Carlisle,

Carlisle,   (Click to enlarge: opens in new window)

Brent Kennedy, Carlisle Socialist Party

Carlisle Socialist Party held a protest on 16 October against cuts in living standards. With the retail price index already at 4.8% and expected to rise to 6%, this year’s meagre wage rises are turning into bigger real-terms pay cuts.

After a decade of austerity to bail out the bankers, living standards have stagnated for the longest period since the Napoleonic wars, leaving real wages in July at the same level as in February 2008. But with energy price rises, fuel and food shortages – things are about to get worse.

The Tories’ vindictive snatching back of the £20-a-week increase in Universal Credit, the biggest overnight cut of benefits in history, means that 1 in 3 children will now bear the scars of child poverty for the rest of their lives. This will save Rishi Sunak £6 billion, yet this year alone his billionaire friends increased their wealth by another £106 billion. Why doesn’t he make the richest pay instead of the poorest?

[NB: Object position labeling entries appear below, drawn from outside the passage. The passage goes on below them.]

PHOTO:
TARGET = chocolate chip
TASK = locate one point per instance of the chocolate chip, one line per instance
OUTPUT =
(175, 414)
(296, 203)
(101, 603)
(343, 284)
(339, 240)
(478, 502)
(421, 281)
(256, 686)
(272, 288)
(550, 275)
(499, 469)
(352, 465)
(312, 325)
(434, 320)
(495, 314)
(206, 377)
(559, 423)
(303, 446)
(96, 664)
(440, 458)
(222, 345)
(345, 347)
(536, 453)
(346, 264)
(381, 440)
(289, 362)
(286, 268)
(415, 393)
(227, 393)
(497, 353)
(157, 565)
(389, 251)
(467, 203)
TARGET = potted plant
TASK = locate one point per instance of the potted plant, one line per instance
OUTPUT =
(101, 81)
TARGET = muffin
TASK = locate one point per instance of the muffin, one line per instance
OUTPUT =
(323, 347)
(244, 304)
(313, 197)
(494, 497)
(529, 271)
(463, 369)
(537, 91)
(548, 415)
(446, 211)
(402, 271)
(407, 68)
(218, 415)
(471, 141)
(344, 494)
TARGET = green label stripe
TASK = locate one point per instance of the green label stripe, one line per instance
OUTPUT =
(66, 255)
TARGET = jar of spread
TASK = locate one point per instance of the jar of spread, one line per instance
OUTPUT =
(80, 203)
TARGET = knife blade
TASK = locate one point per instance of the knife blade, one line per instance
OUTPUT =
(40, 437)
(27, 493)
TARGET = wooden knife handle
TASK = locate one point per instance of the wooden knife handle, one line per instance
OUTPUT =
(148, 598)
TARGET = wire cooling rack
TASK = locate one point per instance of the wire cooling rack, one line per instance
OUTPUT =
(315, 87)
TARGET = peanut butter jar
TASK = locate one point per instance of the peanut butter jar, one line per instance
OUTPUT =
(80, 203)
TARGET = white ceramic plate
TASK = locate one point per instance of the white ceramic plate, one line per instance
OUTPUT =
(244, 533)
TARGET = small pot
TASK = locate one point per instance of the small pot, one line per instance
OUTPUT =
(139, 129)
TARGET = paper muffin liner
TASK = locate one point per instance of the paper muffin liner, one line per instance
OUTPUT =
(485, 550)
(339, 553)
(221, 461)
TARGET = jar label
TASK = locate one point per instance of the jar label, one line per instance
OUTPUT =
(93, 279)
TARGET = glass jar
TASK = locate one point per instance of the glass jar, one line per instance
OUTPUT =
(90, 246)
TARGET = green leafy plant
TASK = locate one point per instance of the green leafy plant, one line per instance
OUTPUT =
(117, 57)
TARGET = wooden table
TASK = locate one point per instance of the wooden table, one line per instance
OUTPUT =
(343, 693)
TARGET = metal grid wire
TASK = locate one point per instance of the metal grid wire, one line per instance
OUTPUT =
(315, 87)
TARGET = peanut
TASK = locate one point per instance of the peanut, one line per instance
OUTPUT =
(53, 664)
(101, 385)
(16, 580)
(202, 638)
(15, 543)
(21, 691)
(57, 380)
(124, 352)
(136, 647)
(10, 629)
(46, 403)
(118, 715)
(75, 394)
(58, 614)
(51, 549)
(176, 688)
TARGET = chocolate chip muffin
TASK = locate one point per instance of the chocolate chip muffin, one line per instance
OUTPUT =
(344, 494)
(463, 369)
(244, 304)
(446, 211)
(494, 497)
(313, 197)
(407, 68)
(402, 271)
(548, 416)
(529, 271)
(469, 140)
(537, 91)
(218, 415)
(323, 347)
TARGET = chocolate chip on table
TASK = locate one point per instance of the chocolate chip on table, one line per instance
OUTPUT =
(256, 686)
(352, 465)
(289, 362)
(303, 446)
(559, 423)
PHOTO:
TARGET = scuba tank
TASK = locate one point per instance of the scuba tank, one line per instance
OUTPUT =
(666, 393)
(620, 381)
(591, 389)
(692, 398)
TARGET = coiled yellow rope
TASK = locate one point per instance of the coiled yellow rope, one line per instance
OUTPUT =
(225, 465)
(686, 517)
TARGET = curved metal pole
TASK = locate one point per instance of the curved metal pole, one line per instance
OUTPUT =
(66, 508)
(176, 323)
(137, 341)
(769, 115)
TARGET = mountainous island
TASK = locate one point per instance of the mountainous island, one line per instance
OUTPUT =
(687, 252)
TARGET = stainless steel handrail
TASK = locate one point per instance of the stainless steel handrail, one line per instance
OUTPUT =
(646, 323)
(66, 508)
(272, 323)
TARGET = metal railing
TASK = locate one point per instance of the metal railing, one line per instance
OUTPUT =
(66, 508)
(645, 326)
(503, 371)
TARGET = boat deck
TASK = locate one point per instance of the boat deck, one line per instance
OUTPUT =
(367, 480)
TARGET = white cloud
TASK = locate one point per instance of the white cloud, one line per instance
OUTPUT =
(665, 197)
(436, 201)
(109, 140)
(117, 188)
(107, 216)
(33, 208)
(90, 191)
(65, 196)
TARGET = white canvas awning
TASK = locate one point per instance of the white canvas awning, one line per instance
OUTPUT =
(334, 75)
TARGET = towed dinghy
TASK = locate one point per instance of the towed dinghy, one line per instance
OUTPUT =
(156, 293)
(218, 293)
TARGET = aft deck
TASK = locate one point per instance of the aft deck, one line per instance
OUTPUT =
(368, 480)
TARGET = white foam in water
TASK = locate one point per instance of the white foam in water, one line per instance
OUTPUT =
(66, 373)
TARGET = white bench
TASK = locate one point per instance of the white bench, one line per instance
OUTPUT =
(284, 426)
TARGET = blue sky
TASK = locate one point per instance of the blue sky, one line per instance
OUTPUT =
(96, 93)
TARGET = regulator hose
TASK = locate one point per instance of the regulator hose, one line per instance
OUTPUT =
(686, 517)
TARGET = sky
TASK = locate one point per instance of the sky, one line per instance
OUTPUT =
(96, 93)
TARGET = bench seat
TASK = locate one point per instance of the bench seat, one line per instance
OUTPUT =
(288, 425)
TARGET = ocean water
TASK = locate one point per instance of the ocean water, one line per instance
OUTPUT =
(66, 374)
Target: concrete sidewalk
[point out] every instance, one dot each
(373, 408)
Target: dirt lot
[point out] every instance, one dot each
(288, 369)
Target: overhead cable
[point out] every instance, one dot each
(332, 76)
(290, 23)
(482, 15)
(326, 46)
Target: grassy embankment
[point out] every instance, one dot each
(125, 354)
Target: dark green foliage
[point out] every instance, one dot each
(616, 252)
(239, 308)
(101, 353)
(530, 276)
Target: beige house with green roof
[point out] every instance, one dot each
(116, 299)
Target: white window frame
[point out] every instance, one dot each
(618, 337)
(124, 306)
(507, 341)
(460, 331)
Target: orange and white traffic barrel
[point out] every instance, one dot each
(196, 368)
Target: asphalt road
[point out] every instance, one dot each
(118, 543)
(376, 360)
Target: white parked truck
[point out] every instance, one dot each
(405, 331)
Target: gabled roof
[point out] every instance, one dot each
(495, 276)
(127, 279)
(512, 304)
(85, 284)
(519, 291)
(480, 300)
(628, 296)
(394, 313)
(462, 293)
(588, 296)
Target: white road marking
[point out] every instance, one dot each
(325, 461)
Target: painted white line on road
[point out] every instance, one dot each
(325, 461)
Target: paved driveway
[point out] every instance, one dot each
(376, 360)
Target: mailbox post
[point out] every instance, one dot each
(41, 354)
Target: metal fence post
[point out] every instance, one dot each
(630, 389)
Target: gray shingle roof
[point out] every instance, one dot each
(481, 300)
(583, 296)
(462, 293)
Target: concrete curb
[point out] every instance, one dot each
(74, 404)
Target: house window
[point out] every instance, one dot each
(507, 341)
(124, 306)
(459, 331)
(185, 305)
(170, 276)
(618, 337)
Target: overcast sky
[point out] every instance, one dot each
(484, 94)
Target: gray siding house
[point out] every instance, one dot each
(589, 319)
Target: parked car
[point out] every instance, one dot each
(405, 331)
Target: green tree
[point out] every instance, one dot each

Families came to our stall to take leaflets, sign our petition and share their desperate stories of having to choose between hot meals or shoes for their kids. Some of these belonged to the 40% of families having to claim benefits even though they are in full-time work, given their low wages and precarious employment contracts. Others with young children complained that they can’t afford to work because of the highest childcare fees in Europe.

Our petition calls for the £20 to be restored, for a minimum wage of £15 for all ages, for the scrapping of the rise in national insurance and for taxing the rich.

We are also supporting the demand by NHS workers for a 15% pay rise. Public sector workers are now voting by big majorities of up to 99% to take industrial action against the government pay offers. We hope their unions use their full strength through coordinated action in a coming winter of struggle against the wealthy elite.